Cet évènement fait partie de la série d’Assemblées francophones et francophiles en 2025-2026 qui comprend des activités en ligne et en présentiel.
Personnes autistes et/ou les proches aidants ou les personnes de soutien, les membres de la famille, les prestataires de services, les consultants et spécialistes, les conseils scolaires, les établissements universitaires et de recherche, les regroupements francophones et communautaires sont invités ce vendredi 13 mars de 10 h à 14 h au Centre culturel franco-manitobain (CCFM) pour échanger sur plusieurs enjeux.
Krista Leitham, coordonnatrice d’engagement des membres à l’Alliance canadienne de l’autisme, donne plus d’informations sur cet évènement.
« L’on aura plusieurs tables rondes, tout le monde fera partie des conversations, d’une discussion qui est assez approfondie.
« Et l’objectif de toutes ces assemblées en présentiel, c’est que l’Alliance, parce que nous, on unit maintenant la voix collective francophone à travers le Canada, on aimerait savoir ce qui est important, quelles sont les priorités les plus pertinentes et uniques dans la région, dans les provinces et territoires. »

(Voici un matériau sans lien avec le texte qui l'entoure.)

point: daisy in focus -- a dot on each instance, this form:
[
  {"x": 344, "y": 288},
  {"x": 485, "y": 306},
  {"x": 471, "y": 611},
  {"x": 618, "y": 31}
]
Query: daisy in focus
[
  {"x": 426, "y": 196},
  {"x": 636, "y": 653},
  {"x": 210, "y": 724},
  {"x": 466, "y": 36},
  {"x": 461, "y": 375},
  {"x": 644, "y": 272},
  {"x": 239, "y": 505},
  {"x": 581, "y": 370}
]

Chaque province ou territoire a des défis différents
Les informations récoltées par l’Alliance canadienne de l’autisme permettront d’alimenter la réflexion lancée depuis plus d’un an au niveau national avec la Stratégie pour l’autisme au Canada, présentée en septembre 2024.
Pour rappel, les secteurs prioritaires de cette stratégie sont : le dépistage, le diagnostic et les services, l’inclusion économique, la collecte de données, la surveillance de la santé publique et la recherche, la sensibilisation, compréhension et acceptation du public et enfin les outils et ressources.
« Depuis septembre 2024, il y a beaucoup plus de concertation entre les provinces et territoires. Et, une activité comme les Assemblées, ça nous aide aussi à faciliter la collaboration.
« Parce que là, on ne travaille pas dans un silo provincial ou territorial. Là maintenant, chacun est en accord avec les cinq priorités nationales qui sont déjà identifiées. Maintenant, l’on cherche à comprendre ce qui est important pour les provinces et territoires », précise Krista Leitham.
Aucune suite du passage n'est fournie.